In the Prodigal son there are many thoughts to be drawn out but perhaps two need highlighting. Bailey points out that the initial thoughts of the son are with regards to himself and his future stability in the life of the community. He knows that the village from which he left, the community, will perform a ceremony that will exile him from that community itself if such an offer of restitution is not made and accepted. It is utter rejection that he faces not just his Father's possible anger and hoped for forgiveness. His plan as he conceives it, is to become a servant of his Father and then make financial restitution through his work and wages. In doing this he secures for himself well being and a return to a semblance of life.

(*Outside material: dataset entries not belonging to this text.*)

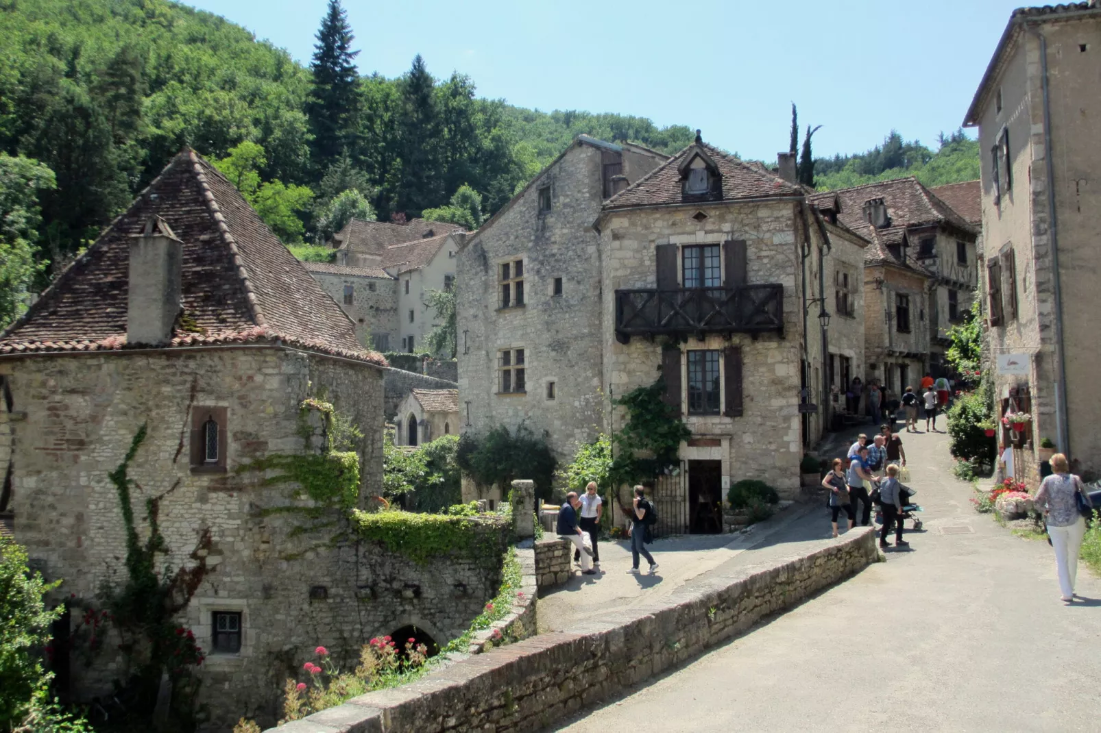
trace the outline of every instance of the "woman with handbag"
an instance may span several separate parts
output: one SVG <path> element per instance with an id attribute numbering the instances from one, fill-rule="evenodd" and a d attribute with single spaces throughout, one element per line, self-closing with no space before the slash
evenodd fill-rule
<path id="1" fill-rule="evenodd" d="M 822 479 L 822 488 L 829 492 L 827 506 L 831 513 L 830 522 L 833 524 L 833 536 L 837 537 L 837 517 L 842 508 L 849 515 L 849 528 L 852 529 L 857 523 L 857 511 L 852 507 L 852 501 L 849 499 L 849 482 L 846 480 L 840 458 L 833 459 L 833 468 Z"/>
<path id="2" fill-rule="evenodd" d="M 1055 548 L 1055 568 L 1059 573 L 1060 600 L 1075 600 L 1075 578 L 1078 575 L 1078 550 L 1086 535 L 1086 517 L 1093 510 L 1082 480 L 1070 473 L 1067 457 L 1051 456 L 1051 475 L 1044 479 L 1033 500 L 1044 512 L 1047 534 Z"/>

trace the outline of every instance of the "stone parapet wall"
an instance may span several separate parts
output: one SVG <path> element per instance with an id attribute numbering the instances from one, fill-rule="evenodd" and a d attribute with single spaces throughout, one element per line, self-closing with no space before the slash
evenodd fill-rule
<path id="1" fill-rule="evenodd" d="M 535 540 L 535 577 L 539 591 L 560 586 L 574 575 L 570 565 L 574 545 L 558 535 L 548 535 Z"/>
<path id="2" fill-rule="evenodd" d="M 288 723 L 280 733 L 537 731 L 683 664 L 877 559 L 872 528 L 741 567 L 651 606 L 610 611 Z M 276 729 L 271 729 L 275 731 Z"/>

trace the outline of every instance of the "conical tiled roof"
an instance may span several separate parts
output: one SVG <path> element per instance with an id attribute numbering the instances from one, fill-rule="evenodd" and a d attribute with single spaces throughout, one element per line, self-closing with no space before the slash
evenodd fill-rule
<path id="1" fill-rule="evenodd" d="M 183 242 L 183 310 L 167 348 L 277 340 L 385 364 L 359 344 L 351 320 L 232 184 L 192 150 L 0 335 L 0 353 L 126 348 L 130 238 L 154 216 Z"/>

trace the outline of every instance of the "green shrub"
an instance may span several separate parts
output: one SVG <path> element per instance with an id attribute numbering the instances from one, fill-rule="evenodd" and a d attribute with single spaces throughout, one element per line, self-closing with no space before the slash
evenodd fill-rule
<path id="1" fill-rule="evenodd" d="M 765 504 L 775 504 L 780 501 L 780 494 L 764 481 L 756 479 L 742 479 L 730 486 L 727 501 L 734 508 L 748 507 L 754 500 Z"/>
<path id="2" fill-rule="evenodd" d="M 43 597 L 58 584 L 32 572 L 26 550 L 0 537 L 0 730 L 15 727 L 31 713 L 32 699 L 47 679 L 40 655 L 62 610 L 47 611 Z"/>
<path id="3" fill-rule="evenodd" d="M 983 390 L 961 395 L 948 411 L 948 437 L 951 455 L 964 461 L 993 466 L 996 444 L 980 427 L 990 418 L 990 406 Z"/>

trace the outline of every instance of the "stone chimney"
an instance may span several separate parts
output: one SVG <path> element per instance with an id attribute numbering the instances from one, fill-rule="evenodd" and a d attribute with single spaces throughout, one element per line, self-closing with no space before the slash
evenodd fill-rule
<path id="1" fill-rule="evenodd" d="M 870 198 L 864 201 L 864 218 L 876 229 L 885 229 L 891 226 L 887 205 L 882 198 Z"/>
<path id="2" fill-rule="evenodd" d="M 787 183 L 795 183 L 795 153 L 776 153 L 776 164 L 780 166 L 780 177 Z"/>
<path id="3" fill-rule="evenodd" d="M 179 315 L 184 245 L 161 217 L 130 239 L 127 343 L 162 344 L 172 340 Z"/>

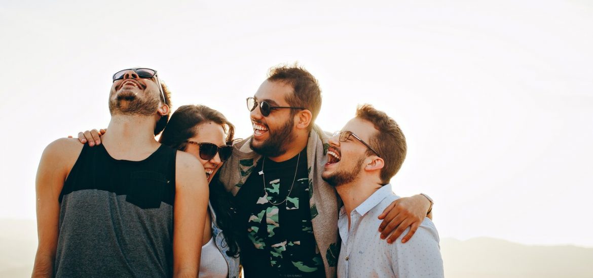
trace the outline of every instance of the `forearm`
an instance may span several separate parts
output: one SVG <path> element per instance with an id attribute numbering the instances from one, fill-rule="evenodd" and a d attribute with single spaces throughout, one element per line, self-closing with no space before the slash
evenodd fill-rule
<path id="1" fill-rule="evenodd" d="M 181 267 L 173 270 L 173 278 L 195 278 L 199 275 L 196 267 Z"/>
<path id="2" fill-rule="evenodd" d="M 35 262 L 33 263 L 33 271 L 31 274 L 31 277 L 32 278 L 53 277 L 53 261 L 55 257 L 49 254 L 42 254 L 38 250 L 37 254 L 35 255 Z"/>

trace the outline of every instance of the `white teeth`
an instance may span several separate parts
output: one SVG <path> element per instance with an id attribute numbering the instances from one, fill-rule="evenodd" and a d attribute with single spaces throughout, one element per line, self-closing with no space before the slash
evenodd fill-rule
<path id="1" fill-rule="evenodd" d="M 334 157 L 336 157 L 337 159 L 340 159 L 340 157 L 338 156 L 337 154 L 336 154 L 336 153 L 334 153 L 333 151 L 327 151 L 327 154 L 331 154 L 331 155 L 333 156 Z"/>
<path id="2" fill-rule="evenodd" d="M 257 124 L 253 124 L 253 129 L 257 130 L 267 130 L 267 128 L 266 128 L 266 127 Z"/>
<path id="3" fill-rule="evenodd" d="M 123 86 L 125 85 L 133 86 L 134 87 L 138 88 L 138 85 L 132 81 L 126 81 L 126 83 L 123 83 Z"/>

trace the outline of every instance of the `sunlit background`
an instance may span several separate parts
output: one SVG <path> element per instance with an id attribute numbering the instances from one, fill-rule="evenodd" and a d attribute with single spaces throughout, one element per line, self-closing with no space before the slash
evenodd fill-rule
<path id="1" fill-rule="evenodd" d="M 394 190 L 434 199 L 441 238 L 593 247 L 589 1 L 52 2 L 0 0 L 0 218 L 35 219 L 43 148 L 107 127 L 114 72 L 155 69 L 174 109 L 246 137 L 245 98 L 298 62 L 323 129 L 362 103 L 400 124 Z"/>

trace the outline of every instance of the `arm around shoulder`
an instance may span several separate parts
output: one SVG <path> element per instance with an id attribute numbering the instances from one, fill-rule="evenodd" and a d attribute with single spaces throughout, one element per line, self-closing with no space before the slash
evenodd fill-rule
<path id="1" fill-rule="evenodd" d="M 35 181 L 37 237 L 32 277 L 52 277 L 58 244 L 58 198 L 70 170 L 82 149 L 76 139 L 60 138 L 45 148 Z"/>
<path id="2" fill-rule="evenodd" d="M 196 277 L 208 205 L 204 168 L 191 154 L 177 151 L 173 223 L 173 276 Z"/>
<path id="3" fill-rule="evenodd" d="M 434 223 L 425 218 L 407 243 L 390 246 L 394 273 L 400 277 L 443 277 L 439 235 Z"/>

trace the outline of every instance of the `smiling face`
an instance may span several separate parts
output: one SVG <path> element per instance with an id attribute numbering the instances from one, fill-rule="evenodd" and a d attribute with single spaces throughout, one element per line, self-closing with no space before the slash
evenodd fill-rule
<path id="1" fill-rule="evenodd" d="M 188 141 L 210 143 L 219 147 L 226 145 L 225 142 L 226 134 L 225 134 L 222 125 L 215 122 L 208 122 L 198 125 L 195 128 L 196 135 L 188 139 Z M 193 154 L 200 160 L 202 165 L 204 166 L 204 170 L 206 170 L 206 177 L 208 178 L 208 182 L 210 182 L 212 177 L 222 165 L 218 153 L 216 153 L 216 155 L 209 160 L 202 159 L 200 157 L 200 146 L 199 146 L 188 144 L 184 151 Z"/>
<path id="2" fill-rule="evenodd" d="M 264 81 L 254 97 L 273 106 L 289 106 L 286 96 L 292 93 L 292 88 L 283 82 Z M 271 157 L 286 153 L 288 146 L 295 140 L 294 118 L 291 109 L 273 109 L 264 117 L 259 105 L 251 112 L 253 137 L 250 146 L 256 153 Z"/>
<path id="3" fill-rule="evenodd" d="M 160 90 L 155 79 L 141 78 L 128 70 L 116 80 L 109 96 L 111 115 L 155 115 L 160 104 Z"/>
<path id="4" fill-rule="evenodd" d="M 370 122 L 355 118 L 349 121 L 342 131 L 349 131 L 365 142 L 369 142 L 377 130 Z M 360 177 L 363 167 L 371 160 L 368 159 L 368 148 L 354 136 L 350 135 L 346 142 L 340 142 L 339 135 L 329 140 L 327 163 L 321 177 L 331 185 L 339 186 L 351 183 Z"/>

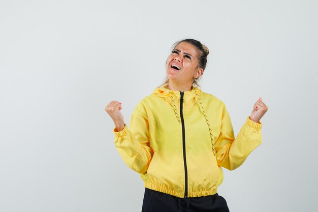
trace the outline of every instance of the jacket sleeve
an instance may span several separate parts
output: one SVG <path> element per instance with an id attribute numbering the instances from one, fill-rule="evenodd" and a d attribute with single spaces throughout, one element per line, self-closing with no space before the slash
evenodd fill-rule
<path id="1" fill-rule="evenodd" d="M 135 108 L 129 130 L 114 129 L 115 145 L 125 163 L 139 173 L 147 172 L 153 152 L 150 146 L 149 125 L 146 110 L 140 102 Z"/>
<path id="2" fill-rule="evenodd" d="M 221 131 L 215 141 L 217 164 L 229 170 L 234 170 L 243 164 L 247 156 L 262 142 L 262 124 L 256 123 L 247 117 L 236 138 L 231 118 L 224 107 Z"/>

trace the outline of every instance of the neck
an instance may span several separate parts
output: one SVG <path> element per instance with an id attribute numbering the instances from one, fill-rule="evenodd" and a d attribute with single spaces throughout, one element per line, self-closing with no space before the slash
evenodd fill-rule
<path id="1" fill-rule="evenodd" d="M 179 90 L 180 92 L 187 92 L 192 89 L 192 83 L 191 84 L 180 84 L 172 80 L 169 80 L 168 82 L 168 88 L 172 90 Z"/>

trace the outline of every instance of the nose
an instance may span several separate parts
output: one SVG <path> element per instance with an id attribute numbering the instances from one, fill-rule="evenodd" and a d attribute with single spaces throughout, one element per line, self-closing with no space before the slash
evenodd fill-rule
<path id="1" fill-rule="evenodd" d="M 180 57 L 179 57 L 179 55 L 178 55 L 178 56 L 176 56 L 176 57 L 174 58 L 174 60 L 176 60 L 176 61 L 177 61 L 177 62 L 178 62 L 179 63 L 181 63 L 181 59 L 180 58 Z"/>

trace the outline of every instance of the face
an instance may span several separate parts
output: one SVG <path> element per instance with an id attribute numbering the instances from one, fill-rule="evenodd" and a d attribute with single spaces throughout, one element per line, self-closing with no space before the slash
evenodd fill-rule
<path id="1" fill-rule="evenodd" d="M 172 50 L 166 64 L 166 72 L 169 80 L 178 83 L 192 84 L 194 78 L 203 72 L 199 68 L 199 52 L 196 48 L 186 42 L 181 42 Z"/>

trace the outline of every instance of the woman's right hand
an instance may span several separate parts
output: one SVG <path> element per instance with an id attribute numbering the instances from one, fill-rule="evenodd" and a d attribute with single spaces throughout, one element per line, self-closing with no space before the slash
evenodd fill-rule
<path id="1" fill-rule="evenodd" d="M 125 127 L 123 116 L 120 112 L 121 103 L 112 101 L 105 108 L 105 110 L 112 118 L 117 131 L 121 131 Z"/>

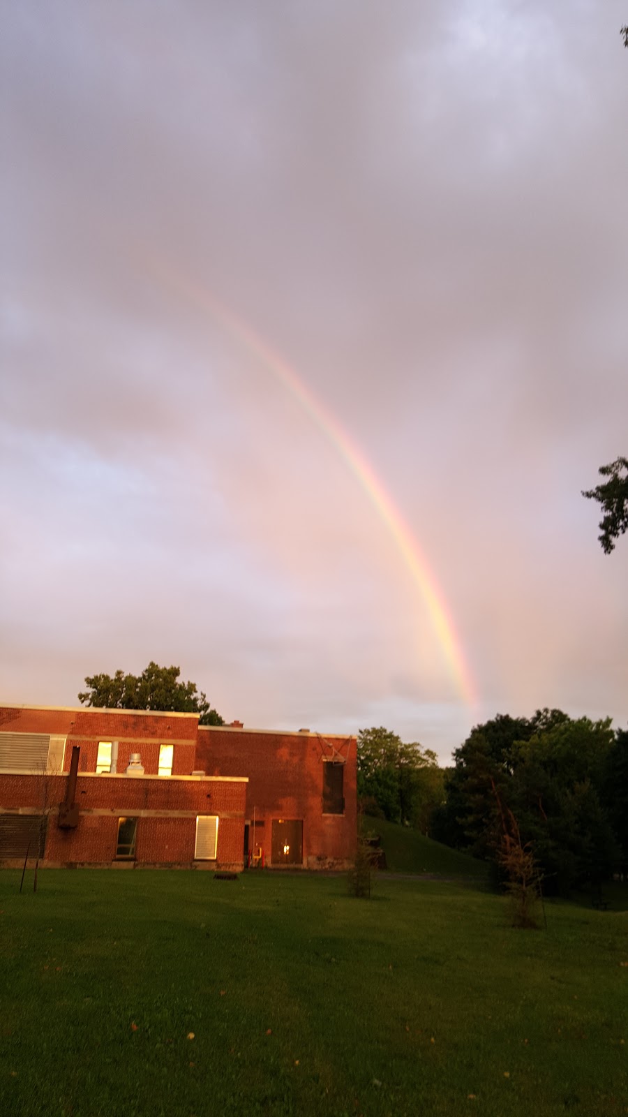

The second point is the Father's reaction to the Son's return. The Father discards all honour as befits a man of his status, by 'running' as in a footrace. Robes girded around his waist, running through the village street to meet his son on the border of the village before any ceremony of rejection can be undertaken. Servants and villagers follow. The son in seeing the Father's great love shown to him comes to realise that it is not the financial aspect that has caused the break but the relationship between Father and Son. His Father is willing to loose all respect for him his son. He therefore does not fulfill his plan but simply asks for forgiveness saying he is unworthy of the love that has been displayed. His Father responds by kissing him in welcome and telling the servants (must already be there) to dress him in the finest robe and to give him the seal of the house (signet ring). He then invites all to an extravagant feast with the killing of the fatted calf. In doing this he ensures the son's acceptance by the servants and by the village elders; returning him to community.
Reconciliation is more than a static thing it is flowing looking to the future not the past.
Reconciliation Statue, Belfast, Northern Ireland
We have heard this all before but when I look at how we behave in light of our own removal from community as a result of abuse or failing I have difficulty in seeing the Father's presence both as individuals and as members of society or institutions. At what point does our need for retribution stop? At what point does our need to inflict our revenge and the removal of people from community stop? When will we start acting as if we had compassion rather than anger in our hearts? I am not supporting those who have abused or who have covered up abuse. I am not unsympathetic to the hurts, disruption and harm such abuse entails. Although I have no personal experience of such long and deep disruption of relationship I still wonder what must take place for healing? If, the Prodigal's story can do nothing else it must surely point us in one direction and one direction only, forgiveness and restoration of relationship must start by releasing our griefs and sorrows by discarding our own honour that requires the satisfaction of revenge / restitution / etc.
How can we nurse a hurt for 74 plus years in such a manner that we want someone to 'pay for it' with jail? If this is what we have done for our life, allowed a wound to be fester in our hearts, what has become of that life? Yes, the abuse was horrific, yes we feel better that someone has been brought to account, yes we have all been hurt by the horror of it all. I no more and no less than everyone else, as part of the community, has been torn asunder by the perpetration of such horror and abuse within the community. But does money, does life in jail, does restitution in these terms bring healing to the community and the victim and the perpetrator after this period of time? Are we not left with a bitterness in our mouths that continues, a bitterness that does not allow the community to knit and become healed? We do not see a future but only a past.
For all it's faults the Truth and Reconciliation Commission in South Africa brought this aspect to the fore. The healing of a community rent by abuse requires both truth and reconciliation. This path is not easy. It is one that is fraught with difficulty but it is the one taught to us by Christ in this parable and the ones preceding it. We cannot stop the abuse that has occurred. We can only open ourselves up to the truth and seek our re-commitment to a love which is far greater than our selfish needs. In doing so we put into place within the community the safeguards that will protect us from abuse in the future. We recognise the failings that have allowed such abuse to occur and we respond in love not retribution. We recognise our own abused 'honour' and allow that to go in the face of a love, which accepts the need to bring those who have fallen back into love. We recognise our 'honour' as a barrier to that love as we recognise the other beyond the barrier we have erected to prevent our failings from showing. In the same way a mother loves a child who has wronged. There is no price on that love who are we to put one there? We can only step into a new future healed by love and not marred by hatred.